KG^2: Learning to Reason Science Exam Questions with Contextual Knowledge Graph Embeddings

Published 31 May 2018 in cs.LG, cs.AI, cs.CL, and stat.ML | (1805.12393v1)

Abstract: The AI2 Reasoning Challenge (ARC), a new benchmark dataset for question answering (QA) has been recently released. ARC only contains natural science questions authored for human exams, which are hard to answer and require advanced logic reasoning. On the ARC Challenge Set, existing state-of-the-art QA systems fail to significantly outperform random baseline, reflecting the difficult nature of this task. In this paper, we propose a novel framework for answering science exam questions, which mimics human solving process in an open-book exam. To address the reasoning challenge, we construct contextual knowledge graphs respectively for the question itself and supporting sentences. Our model learns to reason with neural embeddings of both knowledge graphs. Experiments on the ARC Challenge Set show that our model outperforms the previous state-of-the-art QA systems.

Abstract PDF Upgrade to Chat

Citations (28)

View on Semantic Scholar

Summary

The paper presents KG², a framework that transforms exam questions and supporting sentences into contextual knowledge graphs for relational reasoning.
KG² constructs pairwise graphs from hypotheses and evidence, learning neural embeddings that capture intricate relational patterns.
Experiments show KG² improves ARC Challenge scores from 26.97 to 31.70, highlighting its effectiveness in enhancing QA system performance.

Introduction

The paper "KG^2: Learning to Reason Science Exam Questions with Contextual Knowledge Graph Embeddings" (1805.12393) addresses the formidable challenge of constructing QA systems capable of answering complex science exam questions presented in the AI2 Reasoning Challenge (ARC). Current QA systems excel in datasets requiring only surface-level reasoning, but falter with questions demanding advanced logical inference as demonstrated by their performance barely exceeding random baselines on the ARC Challenge Set. To overcome these hurdles, the authors propose KG^2, a sophisticated framework designed to mimic human reasoning processes by leveraging contextual knowledge graphs.

Methodology

At the core of KG² is the construction of pairwise contextual knowledge graphs for each science question and its corresponding supporting sentences. The hypothesis—composed of the question stem and answer option—is articulated as a graph, serving as the focal point for subsequent reasoning. Likewise, supporting sentences from a large science-related corpus are transformed into graphs. KG^2’s reasoning relies on neural embeddings of these graphs, facilitating inference drawn from learned relational patterns.

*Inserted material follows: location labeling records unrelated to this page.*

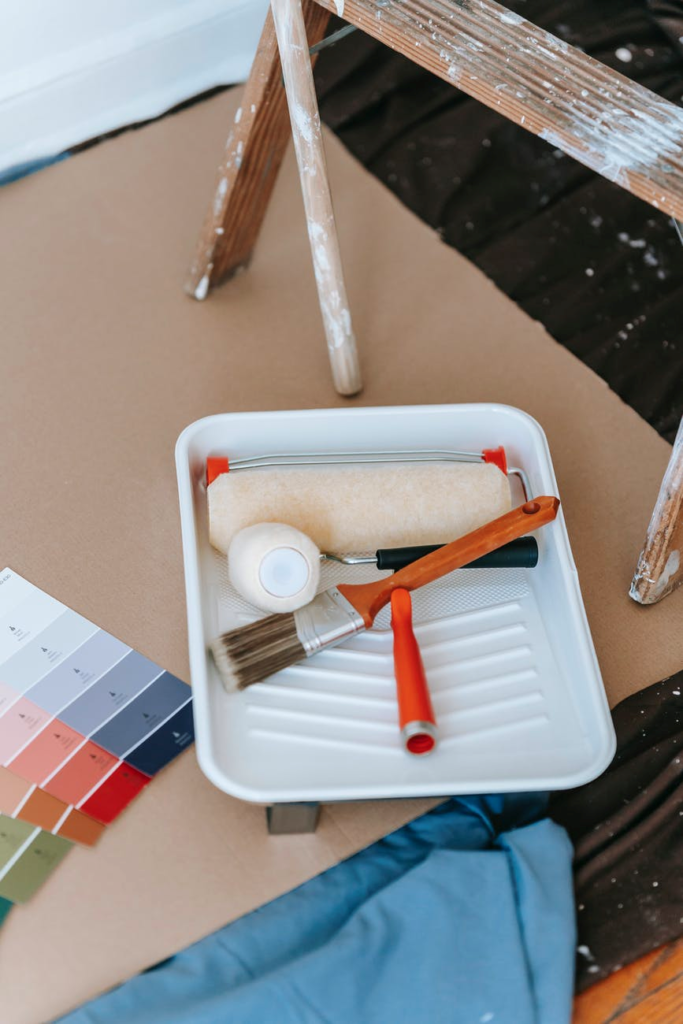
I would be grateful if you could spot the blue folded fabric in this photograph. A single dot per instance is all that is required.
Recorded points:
(463, 916)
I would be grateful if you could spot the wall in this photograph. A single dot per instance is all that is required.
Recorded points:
(74, 69)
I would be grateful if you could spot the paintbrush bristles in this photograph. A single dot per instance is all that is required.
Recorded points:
(251, 653)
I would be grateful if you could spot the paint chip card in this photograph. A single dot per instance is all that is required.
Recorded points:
(85, 723)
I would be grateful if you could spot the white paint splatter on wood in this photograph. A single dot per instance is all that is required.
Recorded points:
(202, 289)
(307, 138)
(659, 568)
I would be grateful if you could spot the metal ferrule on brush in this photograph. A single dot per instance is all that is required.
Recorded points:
(329, 620)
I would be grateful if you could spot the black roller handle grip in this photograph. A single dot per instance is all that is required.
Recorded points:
(520, 554)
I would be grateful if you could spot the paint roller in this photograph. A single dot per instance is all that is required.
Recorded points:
(353, 502)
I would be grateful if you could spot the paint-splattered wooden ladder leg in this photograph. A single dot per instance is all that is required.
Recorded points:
(660, 565)
(307, 135)
(248, 171)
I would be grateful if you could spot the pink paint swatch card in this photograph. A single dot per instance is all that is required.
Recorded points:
(85, 723)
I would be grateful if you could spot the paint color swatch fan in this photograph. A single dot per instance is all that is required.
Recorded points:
(85, 724)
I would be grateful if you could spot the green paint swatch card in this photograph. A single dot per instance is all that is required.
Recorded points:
(5, 907)
(13, 834)
(33, 866)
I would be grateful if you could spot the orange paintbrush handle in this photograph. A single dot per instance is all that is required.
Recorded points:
(416, 717)
(370, 598)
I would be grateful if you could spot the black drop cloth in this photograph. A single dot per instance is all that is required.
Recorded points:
(627, 827)
(600, 268)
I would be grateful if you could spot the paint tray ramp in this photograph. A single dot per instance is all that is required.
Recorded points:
(509, 658)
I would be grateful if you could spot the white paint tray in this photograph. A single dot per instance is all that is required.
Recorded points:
(509, 657)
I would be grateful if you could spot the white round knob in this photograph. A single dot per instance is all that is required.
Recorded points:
(274, 566)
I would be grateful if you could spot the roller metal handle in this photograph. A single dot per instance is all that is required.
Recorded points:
(369, 599)
(522, 553)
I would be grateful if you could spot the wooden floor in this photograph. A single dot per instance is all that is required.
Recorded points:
(649, 991)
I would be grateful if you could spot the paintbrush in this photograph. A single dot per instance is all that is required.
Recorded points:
(254, 652)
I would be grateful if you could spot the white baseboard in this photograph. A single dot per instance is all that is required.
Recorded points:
(122, 77)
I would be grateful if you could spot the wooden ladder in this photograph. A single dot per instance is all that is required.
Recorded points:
(617, 128)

The process involves several distinct phases:

Hypothesis Generation: A hypothesis is generated by synthesizing the semantic content of the question stem with each potential answer. This serves as the query to search the corpus for supporting evidence.
Support Retrieval: Potentially relevant sentences are retrieved from the corpus based on the generated hypothesis. Sentences with negation or unexpected characters are filtered to enhance coherence.
Knowledge Graph Construction: Relation triples extracted via Open IE are aggregated to form contextual knowledge graphs. These graphs capture the predicate relationships essential for inferential reasoning.
Graph Embedding Learning: To rank candidate answers, embeddings are learned for the hypothesis-supporting graph pairs, using a neural network approach. The scoring function assesses relational consistency between pairs.

Experimental Results

Experiments demonstrate that KG² significantly outperforms existing baseline models on the ARC Challenge Set. In particular, KG² achieves a test score of 31.70, a substantial improvement over the previous best result of 26.97. This indicates effective integration of relational reasoning and contextual embedding techniques.

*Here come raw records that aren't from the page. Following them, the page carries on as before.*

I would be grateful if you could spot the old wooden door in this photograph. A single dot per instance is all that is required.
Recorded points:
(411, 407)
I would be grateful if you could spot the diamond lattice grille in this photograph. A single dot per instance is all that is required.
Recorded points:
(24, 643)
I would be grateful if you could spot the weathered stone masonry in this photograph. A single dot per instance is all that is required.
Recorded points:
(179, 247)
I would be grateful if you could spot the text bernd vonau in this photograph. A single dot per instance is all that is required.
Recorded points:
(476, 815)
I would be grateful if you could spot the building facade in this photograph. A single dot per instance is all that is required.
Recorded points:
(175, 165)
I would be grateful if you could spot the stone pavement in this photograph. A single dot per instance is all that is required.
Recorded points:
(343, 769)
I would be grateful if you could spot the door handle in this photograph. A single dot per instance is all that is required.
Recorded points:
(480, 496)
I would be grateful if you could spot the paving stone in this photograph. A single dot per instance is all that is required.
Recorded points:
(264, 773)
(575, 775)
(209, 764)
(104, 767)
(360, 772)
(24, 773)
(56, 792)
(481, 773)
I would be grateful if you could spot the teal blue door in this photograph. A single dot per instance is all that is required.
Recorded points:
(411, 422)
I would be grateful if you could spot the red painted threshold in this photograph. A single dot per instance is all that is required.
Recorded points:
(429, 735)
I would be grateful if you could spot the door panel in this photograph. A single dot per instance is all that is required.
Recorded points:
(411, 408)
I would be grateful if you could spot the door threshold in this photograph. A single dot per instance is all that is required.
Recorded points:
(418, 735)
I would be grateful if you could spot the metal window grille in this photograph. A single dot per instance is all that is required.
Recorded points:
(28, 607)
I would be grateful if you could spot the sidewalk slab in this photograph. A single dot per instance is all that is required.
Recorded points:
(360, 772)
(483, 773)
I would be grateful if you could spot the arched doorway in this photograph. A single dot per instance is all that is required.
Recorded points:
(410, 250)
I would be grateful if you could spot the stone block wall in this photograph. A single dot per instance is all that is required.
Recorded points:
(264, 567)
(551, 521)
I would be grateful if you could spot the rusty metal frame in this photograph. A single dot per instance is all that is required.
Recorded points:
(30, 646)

The study highlights an estimated upper bound of 36.25, denoting the score achievable if all learnable questions were answered correctly. Analysis reveals that limitations stem from a lack of supporting evidence in the corpus and the inefficacy of current extraction methods for complex reasoning questions.

Implications and Future Directions

KG² offers compelling insights into enhancing QA systems through relational reasoning and knowledge graph embeddings. The ability to transform textual support into an embedded graph format for reasoning parallels cognitive synthesis, a hallmark of human exam-taking processes. Practical applications extend to educational tools and automated tutoring systems, where nuanced understanding and inference are paramount.

Future research will likely focus on harnessing external knowledge sources to enrich support for complex reasoning questions. Additionally, refining IE techniques for more comprehensive parsing and exploration of complex graph structures remains a promising endeavor. With ongoing advancements, AI systems could increasingly emulate human-like reasoning, marking progress toward the ultimate goal of robust, generalizable AI.

Conclusion

The authors of "KG^2: Learning to Reason Science Exam Questions with Contextual Knowledge Graph Embeddings" have introduced a robust framework that advances QA capabilities through relational graphs and neural embeddings. The promising results on the ARC Challenge Set not only set a new benchmark but also pave the way for future exploration in the domain of AI-based reasoning, highlighting key areas for ongoing research and technological refinement.